La pression se fait de plus en plus forte, tant de la part des Japonais que des Soviétiques. Chiune doit s’incliner car ordre lui est donné par le ministère japonais des Affaires étrangères de fermer le consulat de Kaunas et de se rendre immédiatement à Berlin. Le couple se réfugie à l’hôtel Metropolis. Chiune est épuisé. Des Juifs le suivent jusqu’à l’hôtel où il continue à établir des visas avec les moyens du bord car il a envoyé les pièces officielles (comme les tampons) à Berlin. Ainsi, en remplacement des visas officiels, il délivre des permis genre laisser-passer. Chiune et sa famille restent au Metropolis jusqu’au dernier jour d’août et partent pour Berlin dans la matinée du 1er septembre. En gare de Kaunas, il établit encore des laisser-passer qu’il distribue par la fenêtre de son compartiment à des Juifs qui l’ont suivi jusque sur le quai. Lorsque le train se met en marche, il s’incline profondément devant eux et leur demande de lui pardonner de ne pouvoir les aider plus.

Avant de quitter la Lituanie, Chiune avait laissé une lettre aux Juifs qui n’avaient pu obtenir de visa en leur demandant de se rendre à l’ambassade du Japon à Moscou où il avait pris contact avec un collègue pour qu’il leur délivre des visas, ce que ce collègue fera. D’après les documents originaux ont peu estimer que le nombre de Juifs sauvés par Chiune oscille entre cinq mille et six mille individus.

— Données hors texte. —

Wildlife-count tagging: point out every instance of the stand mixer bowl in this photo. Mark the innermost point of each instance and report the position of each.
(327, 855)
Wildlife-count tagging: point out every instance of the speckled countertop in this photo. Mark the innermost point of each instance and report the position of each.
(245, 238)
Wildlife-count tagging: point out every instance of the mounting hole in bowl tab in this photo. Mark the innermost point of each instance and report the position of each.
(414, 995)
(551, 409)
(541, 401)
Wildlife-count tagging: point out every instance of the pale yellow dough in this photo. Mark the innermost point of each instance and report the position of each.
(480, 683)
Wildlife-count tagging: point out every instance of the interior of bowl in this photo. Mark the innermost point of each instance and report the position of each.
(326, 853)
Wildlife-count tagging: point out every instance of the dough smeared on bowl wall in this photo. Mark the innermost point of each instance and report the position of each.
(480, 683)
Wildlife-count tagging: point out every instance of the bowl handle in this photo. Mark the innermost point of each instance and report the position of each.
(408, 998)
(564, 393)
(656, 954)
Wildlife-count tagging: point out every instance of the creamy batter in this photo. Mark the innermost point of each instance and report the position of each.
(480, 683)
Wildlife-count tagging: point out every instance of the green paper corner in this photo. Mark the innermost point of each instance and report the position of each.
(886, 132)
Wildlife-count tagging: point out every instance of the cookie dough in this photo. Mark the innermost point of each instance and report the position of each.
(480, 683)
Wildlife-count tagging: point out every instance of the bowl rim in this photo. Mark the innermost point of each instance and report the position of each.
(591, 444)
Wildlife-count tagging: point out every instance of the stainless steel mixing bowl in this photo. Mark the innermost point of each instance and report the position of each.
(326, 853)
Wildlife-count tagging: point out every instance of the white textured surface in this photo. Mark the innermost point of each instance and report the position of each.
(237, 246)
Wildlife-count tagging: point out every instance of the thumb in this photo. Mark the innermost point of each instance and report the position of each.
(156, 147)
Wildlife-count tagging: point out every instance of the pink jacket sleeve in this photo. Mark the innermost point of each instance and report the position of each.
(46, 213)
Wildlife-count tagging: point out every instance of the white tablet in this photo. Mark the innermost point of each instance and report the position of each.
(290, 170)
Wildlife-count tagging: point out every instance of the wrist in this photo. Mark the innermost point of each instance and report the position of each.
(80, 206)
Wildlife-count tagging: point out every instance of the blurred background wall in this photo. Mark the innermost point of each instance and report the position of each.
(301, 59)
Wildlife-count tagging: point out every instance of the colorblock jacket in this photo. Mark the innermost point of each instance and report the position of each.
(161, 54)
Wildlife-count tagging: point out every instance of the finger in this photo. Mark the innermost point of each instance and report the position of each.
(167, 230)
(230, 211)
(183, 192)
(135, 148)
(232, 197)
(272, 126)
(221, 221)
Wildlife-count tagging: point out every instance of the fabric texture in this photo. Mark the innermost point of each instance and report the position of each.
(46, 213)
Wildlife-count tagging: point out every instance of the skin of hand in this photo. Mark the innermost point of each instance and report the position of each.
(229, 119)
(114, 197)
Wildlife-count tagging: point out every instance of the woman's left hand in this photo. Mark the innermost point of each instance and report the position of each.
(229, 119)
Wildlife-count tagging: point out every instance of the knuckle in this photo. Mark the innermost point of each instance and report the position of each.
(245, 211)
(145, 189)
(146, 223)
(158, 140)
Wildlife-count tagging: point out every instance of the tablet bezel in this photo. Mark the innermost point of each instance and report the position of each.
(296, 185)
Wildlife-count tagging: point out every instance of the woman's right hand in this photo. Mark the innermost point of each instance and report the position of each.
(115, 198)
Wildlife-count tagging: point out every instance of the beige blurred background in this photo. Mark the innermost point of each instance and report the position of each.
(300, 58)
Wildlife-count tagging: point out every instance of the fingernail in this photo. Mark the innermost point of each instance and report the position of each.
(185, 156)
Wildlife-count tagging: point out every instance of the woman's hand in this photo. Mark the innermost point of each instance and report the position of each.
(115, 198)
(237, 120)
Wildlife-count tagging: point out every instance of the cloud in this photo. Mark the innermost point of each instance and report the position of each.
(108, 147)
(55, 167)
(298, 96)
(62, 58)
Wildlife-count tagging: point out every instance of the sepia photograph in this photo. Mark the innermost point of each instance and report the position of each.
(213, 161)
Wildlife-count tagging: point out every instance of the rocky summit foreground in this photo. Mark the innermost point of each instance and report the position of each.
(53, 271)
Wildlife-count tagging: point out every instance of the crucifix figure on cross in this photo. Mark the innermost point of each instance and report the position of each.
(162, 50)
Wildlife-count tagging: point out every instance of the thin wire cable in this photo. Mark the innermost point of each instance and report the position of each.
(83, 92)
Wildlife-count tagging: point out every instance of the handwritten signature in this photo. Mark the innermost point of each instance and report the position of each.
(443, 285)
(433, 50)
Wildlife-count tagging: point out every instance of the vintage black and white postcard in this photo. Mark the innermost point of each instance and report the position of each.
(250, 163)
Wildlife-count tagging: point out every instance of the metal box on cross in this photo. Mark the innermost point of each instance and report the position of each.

Je passe sur bien des événements rapportés dans ce livre de souvenirs pour en venir aux retrouvailles avec les Juifs. De retour au Japon, Chiune et Yukiko ne parlent à personne de ce qu’ils ont fait à Kaunas, pas même à leurs proches. Tout d’abord, ils ont l’impression de n’avoir fait que ce qu’ils devaient faire, soit porter assistance à des personnes en danger de mort. Par ailleurs, pour avoir délivré des visas en passant outre les ordres de ses supérieurs, Chiune avait été expulsé des Affaires étrangères alors qu’il espérait exercer ses talents au plus haut niveau de la diplomatie. Il rêvait de devenir ambassadeur.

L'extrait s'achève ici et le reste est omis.